デート-4

彼女が立ち止まったのはクレーンゲームの前だった。そこには猫を模した可愛いぬいぐるみがあった。詳しくは知らないが最近流行っている漫画のキャラだ。大人な印象だったが、やはり女の子なんだな。


そんな事を思いながら彼女の顔を覗くと、違和感を覚える。彼女の視線はそのぬいぐるみではなく、別の何かを捉えているようだ。辿ってみると思いもしない物が目に入る。それは今人気のゲームのグッズであった。それもFPSと呼ばれるギャルには似合わない種である。私は探りを掛けてみる。


「そのゲーム、面白いですよね。」


すると彼女は綺麗に餌へ食いついた。


「ですよね。私も毎日やってて、まだランクはAですけど。まさか、グッズがあるなんて。」


弾丸のように喋り続ける彼女。どうやら私以上にこのゲームをやっているらしい。


私は彼女の新たな一面を見れて高揚していたのだろう。根拠のない自信が湧き出ると私は百円玉を手に持っていた。


「俺が取りますよ。」


漫画でよく見るシーンだ。主人公がヒロインの為に華麗に景品を手に入れるデートイベント。先程の「待ってないよ。」は笑われてしまったが、ここで挽回する。

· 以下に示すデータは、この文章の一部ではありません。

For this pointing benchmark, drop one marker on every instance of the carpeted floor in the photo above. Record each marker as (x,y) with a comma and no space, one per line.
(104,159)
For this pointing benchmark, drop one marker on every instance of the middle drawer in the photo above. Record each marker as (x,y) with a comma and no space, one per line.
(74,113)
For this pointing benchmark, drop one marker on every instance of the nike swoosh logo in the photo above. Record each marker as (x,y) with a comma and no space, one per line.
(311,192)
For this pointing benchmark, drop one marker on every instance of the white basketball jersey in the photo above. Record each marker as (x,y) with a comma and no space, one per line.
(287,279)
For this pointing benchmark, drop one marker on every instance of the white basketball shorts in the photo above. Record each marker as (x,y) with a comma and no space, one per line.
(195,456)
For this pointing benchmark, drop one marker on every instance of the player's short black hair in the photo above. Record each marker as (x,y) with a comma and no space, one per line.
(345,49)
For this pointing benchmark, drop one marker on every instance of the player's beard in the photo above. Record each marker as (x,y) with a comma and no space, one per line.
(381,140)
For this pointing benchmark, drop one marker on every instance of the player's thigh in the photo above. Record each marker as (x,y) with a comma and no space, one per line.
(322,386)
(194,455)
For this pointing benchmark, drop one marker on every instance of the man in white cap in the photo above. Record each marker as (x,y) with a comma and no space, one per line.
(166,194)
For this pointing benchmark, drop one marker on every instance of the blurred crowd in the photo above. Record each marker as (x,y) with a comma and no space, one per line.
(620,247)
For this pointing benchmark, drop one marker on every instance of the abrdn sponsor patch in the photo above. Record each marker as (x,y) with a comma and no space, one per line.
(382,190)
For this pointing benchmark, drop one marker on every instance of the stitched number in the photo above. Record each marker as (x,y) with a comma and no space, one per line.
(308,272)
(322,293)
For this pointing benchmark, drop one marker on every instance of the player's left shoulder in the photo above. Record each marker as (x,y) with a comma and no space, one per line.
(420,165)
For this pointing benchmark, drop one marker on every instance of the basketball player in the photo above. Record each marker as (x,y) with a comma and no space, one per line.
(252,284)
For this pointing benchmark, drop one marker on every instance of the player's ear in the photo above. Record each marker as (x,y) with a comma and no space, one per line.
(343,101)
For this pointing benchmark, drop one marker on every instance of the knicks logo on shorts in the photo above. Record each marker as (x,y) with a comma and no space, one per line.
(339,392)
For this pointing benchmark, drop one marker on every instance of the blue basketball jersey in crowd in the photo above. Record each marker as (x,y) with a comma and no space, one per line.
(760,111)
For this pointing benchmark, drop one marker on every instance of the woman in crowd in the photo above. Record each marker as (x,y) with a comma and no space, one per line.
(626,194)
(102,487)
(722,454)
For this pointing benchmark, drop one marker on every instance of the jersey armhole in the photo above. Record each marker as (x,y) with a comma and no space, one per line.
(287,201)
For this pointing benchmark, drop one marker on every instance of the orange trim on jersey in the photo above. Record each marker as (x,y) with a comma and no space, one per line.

しかし、私は絶望的にクレーンゲームが下手だったらしい。入れた玉の数は二十枚を超えるが物は不動明王のように立っていた。


「えっと…楠さん?もう大丈夫だから。」


「いや、もう少し。あとちょっとで取れるはずなんだ。」


「いや、一切動いてないから。もう可能性のかけらさえ見えないから。」


「コツは掴んだ。あと五回…十回ぐらいで取れるはずなんだ。」


「えっと、そうだ!あれ!あれ!やってみたいです!」


半ば引き剥がされる形で連れてかれたのは音ゲーと呼ばれる台だった。音楽に合わせて流れてくるノーツを押すという単純だが難易度の高い面白い遊戯である。


「一人だと中々やれなかったので気になってたんです。」


一人で来たことあるんだ。


「そうなんですね。俺も最近はあまりやってなかったんで、やってみますか。」


横並びに立つと同時にコインを入れた。私は彼女の画面を見ながら操作方を教えてあげる。


ああ、そういえば昔にカップルで遊んでるのを見てイラッとしたな。まさか、自分がそっちの立場になるとは。感慨深いな。


「…く、楠さん?!す、すご…」


彼女がそう呟いた。すご…凄い?そ、そうか!忘れていた!私の少ない特技の一つ。それが音ゲーであったことを。


最高難易度の譜面を手の感覚を頼りに捌いた。捌き続けた。手の感覚が無くなるほどに。爽快であった。彼女に褒められた。その小さな出来事が私のエンジンをフル回転させた。


しかし全てが終わった後、後悔の念に苛まれた。


恥ずかしい…側から見たら変人だっただろう。女の子を放ったらかしにゲームにのめり込む男。昔の私がその姿を見たら、ああはなるまいと思ったはずだ。


だが彼女は、蝉の抜け殻のように壁へ張り付く私に微笑みを向ける。


「ふふ、楠さんて面白い人ですね。」


その後の記憶は曖昧である。昼食を食べて、話をして、歩いて、その日は終わった。


ただあの時の笑顔だけはっきり覚えている。